We were sitting on some kind of field, overlooking a highway. It was dusk because the street lamps were on.
We sat, not speaking, and I looked over at him. He turned and smiled at me politely, his shirt collar flapping a little in the wind.
“I hope it’s not weird for you,” I’d said to him, but not looking at him. Instead, I was staring at the horizon, beyond the highway, the orange clouds, red sun, purple sky.
“No, don’t be silly,” he’d replied, that baritone voice so familiar.
“I just wanted to know why,” I finally asked. “I need closure, you know. It’s been, what? 20 years?”
“My God, it’s been 20 years,” he chuckled.

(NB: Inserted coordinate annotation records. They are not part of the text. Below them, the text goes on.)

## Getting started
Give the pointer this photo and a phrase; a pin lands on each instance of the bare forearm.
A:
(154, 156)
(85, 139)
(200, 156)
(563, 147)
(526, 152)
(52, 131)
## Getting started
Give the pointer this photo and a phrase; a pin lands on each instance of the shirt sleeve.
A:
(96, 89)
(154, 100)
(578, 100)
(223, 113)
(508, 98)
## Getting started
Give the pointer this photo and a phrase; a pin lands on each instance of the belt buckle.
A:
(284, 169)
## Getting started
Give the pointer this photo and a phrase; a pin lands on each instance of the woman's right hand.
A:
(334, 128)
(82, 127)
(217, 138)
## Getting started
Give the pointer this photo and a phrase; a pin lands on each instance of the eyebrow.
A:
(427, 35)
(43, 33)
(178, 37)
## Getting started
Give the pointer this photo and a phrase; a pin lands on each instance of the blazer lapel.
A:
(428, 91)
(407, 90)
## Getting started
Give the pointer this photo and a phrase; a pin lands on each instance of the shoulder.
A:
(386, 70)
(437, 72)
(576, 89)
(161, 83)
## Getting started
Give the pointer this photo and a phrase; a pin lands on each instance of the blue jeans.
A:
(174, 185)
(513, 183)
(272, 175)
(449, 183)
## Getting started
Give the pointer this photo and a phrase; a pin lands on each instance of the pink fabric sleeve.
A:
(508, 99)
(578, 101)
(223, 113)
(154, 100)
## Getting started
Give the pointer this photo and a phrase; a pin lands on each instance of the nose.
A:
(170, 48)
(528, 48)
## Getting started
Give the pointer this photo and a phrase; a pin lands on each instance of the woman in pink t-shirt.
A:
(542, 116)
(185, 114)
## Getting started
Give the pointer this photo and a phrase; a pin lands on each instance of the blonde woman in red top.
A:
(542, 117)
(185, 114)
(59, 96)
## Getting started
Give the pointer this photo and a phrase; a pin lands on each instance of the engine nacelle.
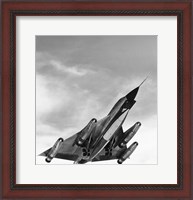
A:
(52, 153)
(127, 153)
(85, 132)
(130, 133)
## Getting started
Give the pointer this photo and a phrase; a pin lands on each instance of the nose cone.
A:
(131, 95)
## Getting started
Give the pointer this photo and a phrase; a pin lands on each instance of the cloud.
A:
(78, 78)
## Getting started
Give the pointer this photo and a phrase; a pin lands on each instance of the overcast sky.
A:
(81, 77)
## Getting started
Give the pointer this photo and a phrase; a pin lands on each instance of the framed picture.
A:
(96, 100)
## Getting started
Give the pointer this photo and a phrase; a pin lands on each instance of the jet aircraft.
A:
(100, 140)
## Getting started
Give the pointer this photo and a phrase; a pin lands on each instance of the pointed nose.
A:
(131, 95)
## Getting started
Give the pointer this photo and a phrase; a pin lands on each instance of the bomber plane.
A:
(100, 140)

And then he tossed an invisible speck at the speeding cars. I looked over at him, a little shy because, well, it had been 20 years since I’d talked to the guy, much less sit this close to him.
I was shy, even for a dream.
He said nothing.
I became bolder.
“Did you know? Is that why?”
He smirked, bitter, hurt, as though suddenly remembering how it had felt to be confused, guilty, lost, at 17.

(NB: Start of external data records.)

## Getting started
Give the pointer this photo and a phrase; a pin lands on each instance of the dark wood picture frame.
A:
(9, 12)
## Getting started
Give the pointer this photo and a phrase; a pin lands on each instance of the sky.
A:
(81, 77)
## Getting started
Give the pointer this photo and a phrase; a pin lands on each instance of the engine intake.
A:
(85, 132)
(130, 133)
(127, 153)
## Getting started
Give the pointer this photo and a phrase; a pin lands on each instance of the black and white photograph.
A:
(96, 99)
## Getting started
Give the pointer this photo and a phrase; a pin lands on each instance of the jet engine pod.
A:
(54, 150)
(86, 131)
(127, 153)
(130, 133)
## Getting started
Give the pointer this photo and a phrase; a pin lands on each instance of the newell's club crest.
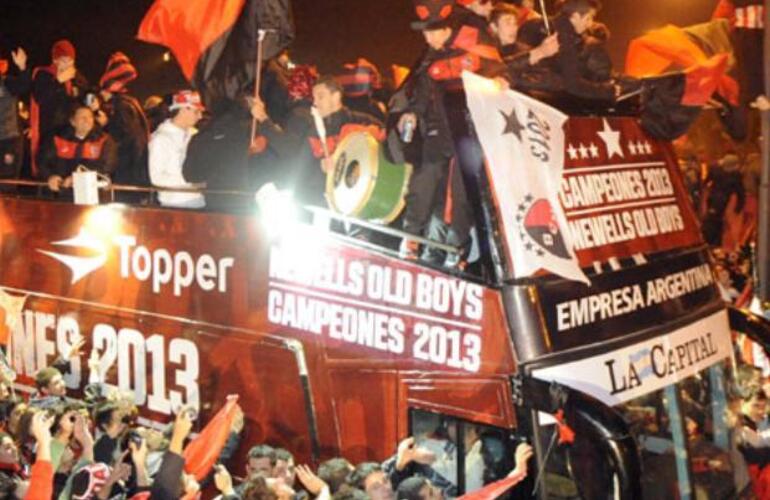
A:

“You…sort of started it, you know?” he said, looking pained, at his feet. He was wearing shiny black shoes. Must be his training.
“All the…confusion. It was hard for a 17-year old me to figure out why I couldn’t…you know?”
“It was the 80s. It must’ve been hard,” I said, genuinely sympathetic.
“And it was Ipoh. And you know my parentsla,” he said, almost whispering. I nodded, and we both fell silent.
We stayed silent for a while, as the darkness creeped over the landscape. Before I could probe further, someone called from behind. Apparently, the food was ready.
Standing, he helped me up and then looked at me.
“Maybe I have you to thank,” he said, trying to lighten the mood.
“I live to serve,” I responded, wittier than I would’ve been in real life.
Together, hands in our pockets, we walked towards our “friends” (I don’t think we ever had “friends”).
Both a little older, a little heavier and perhaps, a little less confused.
I woke up feeling as though a weight had been lifted – a 20-year old weight. Still, it is scary that something that happened in my teenage years can stay with me for so long, coloring everything I’d believed about myself, despite telling my own daughter that those things should not matter.
They have mattered for a long, long time.